A flowerpot falls off a windowsill and falls past the window below. You may ignore air resistance. It takes the pot 0.420 seconds to pass this window, which is 1.90m high. How far is the top of the window below the windowsill from which the flowerpot fell?
1) V= Vo + at
2) Y = Yo + VYot + (1/2)at^2
3) V^2 = Vo^2 + 2a(Y - Yo)
The Attempt at a Solution
I tried to solve the problem by setting the origin to be the ground, the height of the window as 1.90m, and the height of the initial position of the flowerpot at the windowsill as some unknown Yo (initial y).

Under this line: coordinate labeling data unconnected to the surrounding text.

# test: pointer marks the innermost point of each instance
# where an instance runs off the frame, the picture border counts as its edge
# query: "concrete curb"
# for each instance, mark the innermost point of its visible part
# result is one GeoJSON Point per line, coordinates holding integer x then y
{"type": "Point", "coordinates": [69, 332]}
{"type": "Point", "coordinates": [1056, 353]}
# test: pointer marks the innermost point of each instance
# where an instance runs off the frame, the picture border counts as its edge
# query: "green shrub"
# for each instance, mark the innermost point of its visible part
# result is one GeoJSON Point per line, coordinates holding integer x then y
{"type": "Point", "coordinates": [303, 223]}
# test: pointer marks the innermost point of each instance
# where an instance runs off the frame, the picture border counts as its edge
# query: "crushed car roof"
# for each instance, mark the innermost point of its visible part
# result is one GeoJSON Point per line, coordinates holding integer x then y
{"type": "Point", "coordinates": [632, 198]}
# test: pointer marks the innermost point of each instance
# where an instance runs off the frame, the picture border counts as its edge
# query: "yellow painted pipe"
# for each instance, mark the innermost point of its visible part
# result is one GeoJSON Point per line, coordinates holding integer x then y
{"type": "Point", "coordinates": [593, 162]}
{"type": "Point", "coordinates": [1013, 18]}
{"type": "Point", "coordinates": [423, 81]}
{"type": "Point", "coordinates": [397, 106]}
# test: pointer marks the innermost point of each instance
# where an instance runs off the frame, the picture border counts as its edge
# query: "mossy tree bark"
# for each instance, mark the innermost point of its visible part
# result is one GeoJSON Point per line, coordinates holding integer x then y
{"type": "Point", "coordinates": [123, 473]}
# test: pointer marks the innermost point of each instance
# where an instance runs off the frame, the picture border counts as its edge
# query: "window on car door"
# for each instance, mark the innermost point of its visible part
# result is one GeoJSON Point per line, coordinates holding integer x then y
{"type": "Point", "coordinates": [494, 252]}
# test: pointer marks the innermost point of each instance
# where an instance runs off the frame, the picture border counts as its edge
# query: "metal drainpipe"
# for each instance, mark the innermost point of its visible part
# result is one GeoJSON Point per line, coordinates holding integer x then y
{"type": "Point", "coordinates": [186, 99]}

I believe the Vyo (initial velocity) should be zero. I then used the time .420 seconds to put into the position equation and tried to solve for Yo.
Y = Yo + VYot + (1/2)at^2
1.90m = Yo + 0(.420s) + (1/2)(-9.8 m/s^2)(.420s^2)
(Doing the algebra)
2.65m = Yo or the height of the windowsill
Next I subtracted 1.90m from 2.76m and found .86m to be the distance between the window and the above windowsill but this is incorrect. The answer is 0.31m by the way but I dont know how to get to that answer.
I believe there is something wrong with the way I am picturing and setting up the problem. Thank you very much to anyone who can help.